By Tippy Irwin, Executive Director
Who makes decisions for clients who have lost the capacity to decide for themselves, in particular those clients that we term “unbefriended,” who have no family or close friends to make those decision for them? In a perfect world, everyone over the age of 18 would have an Advance Health Care Directive (AHCD) naming an agent who will make decisions on their behalf if they should lose the capacity to make their own decisions at a future date. My wake-up call came when the Terri Schiavo case became a media frenzy and the government and churches weighed in on that decision making process. It was only then that I executed my own AHCD naming a person of my choice to make those critical decisions for me when any such situation should arise.
Up till recently, at least in California, Section 1418.8 of the Health and Safety Code (also known as the Epple Bill) has permitted facility interdisciplinary teams comprised of a physician, a registered nurse with responsibility for the resident and other appropriate staff to provide daily decision making for these residents. The law eliminated the need to go to court for very decision which seemed to be totally impractical. In addition it provided safeguards by involving multiple people in the decision making process. In June 2015 this law was challenged in the Alameda Superior Court and was found to be unconstitutional. One of the biggest issues raised in this challenge is that decisions were being made by the treating health care providers who had financial interests in the outcome.

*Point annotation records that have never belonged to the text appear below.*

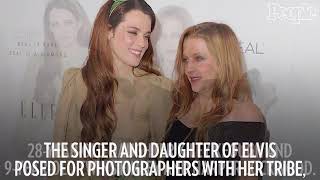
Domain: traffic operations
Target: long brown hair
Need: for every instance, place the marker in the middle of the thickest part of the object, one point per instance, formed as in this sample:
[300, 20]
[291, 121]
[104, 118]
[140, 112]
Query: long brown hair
[231, 82]
[97, 113]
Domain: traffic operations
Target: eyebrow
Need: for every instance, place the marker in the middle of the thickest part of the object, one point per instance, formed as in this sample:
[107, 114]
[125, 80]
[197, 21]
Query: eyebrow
[149, 32]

So what is to happen now? If informed consent cannot be obtained due to a resident’s incapacity and/or lack of a legal responsible party, the facility should pursue authorization from a court via conservatorship — a much more cumbersome process, but one which provides much greater protection for the client.
The capacity to make one’s own decisions is fundamental to the ethical principle of respect for autonomy and is a key component of informed consent to medical treatment. Determining whether an individual has adequate capacity to make decisions is therefore an inherent aspect of all clinician-patient interactions. However, if a patient deemed by a physician to lack clinical capacity expresses a preference regarding a health care decision, the physician is not entitled to override that preference unless a court also deems the person lacks legal capacity to make that decision. From this it can be seen that in fact the determination of the right to make one’s own decisions is a medico-legal determination, and not simply one or the other.
It remains to be seen what will happen now that the Epple Bill has been set aside. How much more burden will this new decision place on a system that is already running at capacity? Just how will our Office of the Public Guardian be able to absorb more cases, and just how many more will there be as a result of this decision? These are all questions that remain to be answered as we move forward.